The number of people in work rose by 44,000, less than a quarter of the gain seen at the end of 2015, the Office for National Statistics in London said yesterday. Unemployment fell 2,000, leaving the jobless rate at a decade-low 5.1%, as forecast by economists. The employment rate edged up to 74.2%.
There were also few signs of wage pressure. Annual pay growth excluding bonuses slowed to 2.1% from 2.2% in the three months through February. Total pay inflation edged up to 2% from 1.9%.
The report adds to signs that firms are putting hiring and investment on hold as polls suggest the June 23 Brexit vote could be close. Job vacancies fell 18,000 to 745,000 in the three months through April, the first decline since the second quarter of last year. Economic growth slowed in the first quarter and recent surveys point to a further loss of momentum. ONS statistician Chris Freeman said there is evidence that the jobs market “could be cooling off.”
Even without the referendum, the labour market might have struggled to maintain the performance seen in the last three months of 2015, when employers added almost 200,000 people. Slowing global expansion took its toll on manufacturers in the first quarter. At the same time, labour shortages and a new higher minimum wage in April mean firms may now be looking to boost efficiency rather than staffing levels.
The Bank of England said in a monthly report yesterday that there’s “some evidence of businesses delaying investment expenditure decisions” because of EU vote uncertainty.
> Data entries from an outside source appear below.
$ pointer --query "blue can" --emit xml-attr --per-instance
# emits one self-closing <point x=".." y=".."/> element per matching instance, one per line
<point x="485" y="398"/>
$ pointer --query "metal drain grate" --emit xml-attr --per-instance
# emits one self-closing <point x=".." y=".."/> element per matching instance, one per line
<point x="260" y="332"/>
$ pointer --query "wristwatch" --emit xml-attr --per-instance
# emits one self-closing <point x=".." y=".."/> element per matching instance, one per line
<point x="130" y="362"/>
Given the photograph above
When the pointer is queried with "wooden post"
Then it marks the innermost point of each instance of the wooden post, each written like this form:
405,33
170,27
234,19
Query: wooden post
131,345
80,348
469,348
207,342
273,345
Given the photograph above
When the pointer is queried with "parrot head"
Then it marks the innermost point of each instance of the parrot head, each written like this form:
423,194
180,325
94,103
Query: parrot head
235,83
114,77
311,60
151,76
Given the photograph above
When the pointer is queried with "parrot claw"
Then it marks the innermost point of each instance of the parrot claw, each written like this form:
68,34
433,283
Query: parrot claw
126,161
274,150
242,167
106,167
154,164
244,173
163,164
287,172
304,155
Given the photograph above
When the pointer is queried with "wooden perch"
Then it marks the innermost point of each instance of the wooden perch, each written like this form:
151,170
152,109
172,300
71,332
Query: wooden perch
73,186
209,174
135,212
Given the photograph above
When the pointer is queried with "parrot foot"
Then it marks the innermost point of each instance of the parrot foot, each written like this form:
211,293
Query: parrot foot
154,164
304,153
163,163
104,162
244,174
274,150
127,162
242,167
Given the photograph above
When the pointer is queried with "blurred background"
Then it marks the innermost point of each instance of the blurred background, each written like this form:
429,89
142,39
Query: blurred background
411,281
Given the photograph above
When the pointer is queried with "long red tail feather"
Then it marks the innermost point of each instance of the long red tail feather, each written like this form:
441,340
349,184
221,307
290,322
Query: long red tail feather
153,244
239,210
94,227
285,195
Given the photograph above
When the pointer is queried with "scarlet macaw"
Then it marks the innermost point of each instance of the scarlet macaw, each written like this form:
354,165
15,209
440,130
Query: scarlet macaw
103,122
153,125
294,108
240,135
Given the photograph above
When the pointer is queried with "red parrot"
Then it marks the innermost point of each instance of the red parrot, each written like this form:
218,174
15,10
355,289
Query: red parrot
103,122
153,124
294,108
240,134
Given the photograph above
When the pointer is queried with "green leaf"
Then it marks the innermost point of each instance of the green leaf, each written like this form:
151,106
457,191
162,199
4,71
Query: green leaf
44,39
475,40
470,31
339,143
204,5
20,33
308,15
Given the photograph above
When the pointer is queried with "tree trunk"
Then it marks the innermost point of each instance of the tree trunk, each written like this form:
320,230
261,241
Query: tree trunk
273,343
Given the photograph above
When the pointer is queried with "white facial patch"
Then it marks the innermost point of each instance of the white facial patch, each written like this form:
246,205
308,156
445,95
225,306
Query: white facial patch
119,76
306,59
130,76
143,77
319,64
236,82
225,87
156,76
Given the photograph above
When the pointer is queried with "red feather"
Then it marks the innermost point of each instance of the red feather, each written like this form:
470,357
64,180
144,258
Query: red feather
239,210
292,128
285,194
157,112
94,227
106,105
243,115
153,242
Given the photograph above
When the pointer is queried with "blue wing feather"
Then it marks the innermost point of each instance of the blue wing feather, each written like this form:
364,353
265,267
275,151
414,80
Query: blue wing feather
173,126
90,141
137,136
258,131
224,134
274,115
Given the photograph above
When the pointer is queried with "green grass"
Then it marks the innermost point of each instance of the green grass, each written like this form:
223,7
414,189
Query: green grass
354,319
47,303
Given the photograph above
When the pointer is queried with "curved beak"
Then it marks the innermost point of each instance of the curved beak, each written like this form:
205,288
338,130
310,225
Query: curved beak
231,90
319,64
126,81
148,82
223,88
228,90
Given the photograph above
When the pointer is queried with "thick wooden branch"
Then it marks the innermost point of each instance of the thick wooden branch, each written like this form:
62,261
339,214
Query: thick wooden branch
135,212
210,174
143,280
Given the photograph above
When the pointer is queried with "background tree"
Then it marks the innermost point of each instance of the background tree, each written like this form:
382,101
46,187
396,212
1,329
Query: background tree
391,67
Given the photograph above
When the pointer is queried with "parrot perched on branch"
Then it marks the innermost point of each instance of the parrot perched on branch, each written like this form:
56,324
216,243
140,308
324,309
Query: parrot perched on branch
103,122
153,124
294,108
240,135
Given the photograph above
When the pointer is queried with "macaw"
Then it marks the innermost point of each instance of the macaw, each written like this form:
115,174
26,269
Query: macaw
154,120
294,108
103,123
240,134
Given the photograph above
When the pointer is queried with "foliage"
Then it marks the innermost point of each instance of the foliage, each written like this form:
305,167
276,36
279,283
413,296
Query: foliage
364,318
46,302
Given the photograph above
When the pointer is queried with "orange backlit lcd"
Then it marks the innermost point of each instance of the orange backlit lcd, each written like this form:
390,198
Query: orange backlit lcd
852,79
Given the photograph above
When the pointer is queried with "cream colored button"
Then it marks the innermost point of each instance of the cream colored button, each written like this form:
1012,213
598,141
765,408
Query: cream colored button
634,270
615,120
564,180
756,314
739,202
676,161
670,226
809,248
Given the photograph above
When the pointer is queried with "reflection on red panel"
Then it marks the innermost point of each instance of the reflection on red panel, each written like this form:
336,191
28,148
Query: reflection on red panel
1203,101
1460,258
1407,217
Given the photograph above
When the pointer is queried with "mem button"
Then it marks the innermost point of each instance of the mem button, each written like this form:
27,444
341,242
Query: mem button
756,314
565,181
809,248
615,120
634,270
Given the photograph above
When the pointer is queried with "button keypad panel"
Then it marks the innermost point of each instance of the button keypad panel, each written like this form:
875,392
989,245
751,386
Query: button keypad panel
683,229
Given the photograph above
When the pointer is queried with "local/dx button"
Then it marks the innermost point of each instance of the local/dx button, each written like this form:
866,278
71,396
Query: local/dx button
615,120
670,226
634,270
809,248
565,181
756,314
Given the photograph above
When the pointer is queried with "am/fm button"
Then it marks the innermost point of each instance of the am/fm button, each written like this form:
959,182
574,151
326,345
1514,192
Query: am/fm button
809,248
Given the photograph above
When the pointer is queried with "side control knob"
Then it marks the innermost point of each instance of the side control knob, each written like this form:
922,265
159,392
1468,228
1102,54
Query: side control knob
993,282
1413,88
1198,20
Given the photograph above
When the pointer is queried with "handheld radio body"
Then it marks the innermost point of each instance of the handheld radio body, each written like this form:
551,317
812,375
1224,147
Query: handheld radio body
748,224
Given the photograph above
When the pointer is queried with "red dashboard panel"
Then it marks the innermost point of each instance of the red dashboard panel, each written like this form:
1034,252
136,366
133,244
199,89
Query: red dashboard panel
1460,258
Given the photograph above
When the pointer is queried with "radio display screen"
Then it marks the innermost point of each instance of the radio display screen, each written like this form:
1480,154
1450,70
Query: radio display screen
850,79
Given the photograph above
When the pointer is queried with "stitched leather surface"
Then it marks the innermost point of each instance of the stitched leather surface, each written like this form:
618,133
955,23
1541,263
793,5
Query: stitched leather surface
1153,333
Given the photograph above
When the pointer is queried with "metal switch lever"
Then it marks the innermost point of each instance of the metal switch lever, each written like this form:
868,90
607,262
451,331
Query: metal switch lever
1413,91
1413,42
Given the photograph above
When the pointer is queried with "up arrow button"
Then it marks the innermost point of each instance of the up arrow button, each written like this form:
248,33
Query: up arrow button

“The momentum of job creation has eased in recent months and we still haven’t seen lift-off for wages,” said Ian Stewart, chief economist at Deloitte. “‘Real wage growth has slowed in the last year, a development that represents a real risk to the consumer-led recovery.” The increase in employment in the first quarter was just sufficient to absorb an extra 42,000 economically active people and the number of unemployed dipped as a result. Jobless benefits, a narrower measure of unemployment, fell 2,400 in April and the jobless-claims rate remained at 2.1%.
With inflation still far below the BOE’s 2% target, policy makers are expected to keep the key rate at 0.5% until early 2017, the median forecast in a Bloomberg survey shows.
Much will depend on the outcome of the referendum and on whether an anticipated pickup in wages is matched by productivity growth, which has been puzzlingly weak since the financial crisis.